Saturday, July 29, 2006

To School or Not to School

“School is stupid!” The outburst had erupted from my daughter in Year 7. “What’s the point of it anyway? “Why do we have to have this stupidness? You are just learning all this stuff you will never use in life.”

The ‘stupidness’ of school is the ongoing debate in our home at present.

Point to consider. Ok how much do you use from your years of general schooling?

Apart from learning to read and write and do sums? I was rattling my brain to come up with a decent answer, as I am a strong believer in education. Coming from a family history of journalists, I was automatically editing my daughter’s statement of outburst - correct grammar, spelling and punctuation are vital, that’s for sure. “Stupidness” though grammatically incorrect, does in fact have a certain descriptive impact, that it should be considered perhaps, to be entered into the dictionary.

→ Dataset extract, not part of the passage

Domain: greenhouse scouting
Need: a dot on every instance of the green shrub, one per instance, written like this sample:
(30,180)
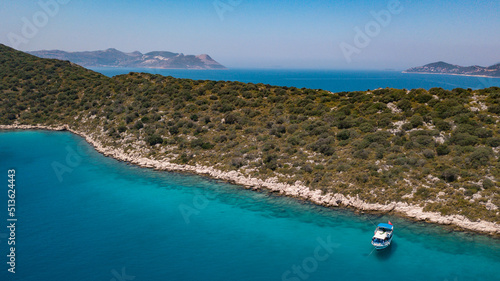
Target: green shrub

But reflecting on her statement, maybe she does have a point. Rheams and rheams of information, week upon week, month upon month, year upon year, your head buried in books hours on end, cramming your brain with so much information that there is no room for imagination.

I love finding out details about people and their lives. I love discovering new things about the world around me. I wonder at the intricate detail of the different markings of fish, birds, and insects, even amphibians and reptiles (as long as I don't have to touch one :-)). I love to read, it is a means of escapism for me at times, yet I wouldn’t read an encyclopedia or dictionary front to back like a book, though I have known some, such as my own brother, who have done just that. If they enjoy doing it, it’s fine by me. That’s the whole point here - Love, enjoyment.

Learning about the world, people and life around you should be enjoyed. Cramming information should be a choice not compulsory. Children need room for imagination.

“You’re daydreaming again!” Sound familiar?

Have you ever watched a baby sit, crawl, stand, and walk? The sheer excitement of parents and the wonder of achievement on the little one’s face, that’s how it should be with everything in our life. Learning should be natural, enjoyable, a part of the life around us, instead of your head buried so far in information that you might as well be an ostrich!

As parents, we are automatically teaching our children about the life around us. Making beds, cleaning house, cooking, baking, mending, repairing, taking care of equipment, and animals. Have you ever thought of all the maths, reading, writing, science and social studies that is required for those everyday things? Who needs a bunch of ink on paper for that! A toddler can’t read an instruction manual, yet he knows how to operate the DVD player or the TV, or how to change over to satellite or cable.

Look around you, what do you see? Can you see the trees, the birds, the flowers, the children playing in the yard or the parks? Or, do you have to shut your eyes from the 4 walls, a computer and desk, and pile of papers that need to be completed by 5pm this evening, take a deep breath, and enter a daydream to see the beauty of the world around you? How can you dream if you have never seen it?

Children need to dream, to imagine, and to live reality. Yes, I said it correctly, reality. If reality is being buried in a pile of paperwork, deadlines, meetings, phone calls, stress, insomnia, have we not created a prison around us? We might as well be planning our funeral! To me, reality is seeing God’s creation, and in it we can see the Creator Himself. That’s what is real, that’s what is alive. Show me a rainbow any day, and colour my world.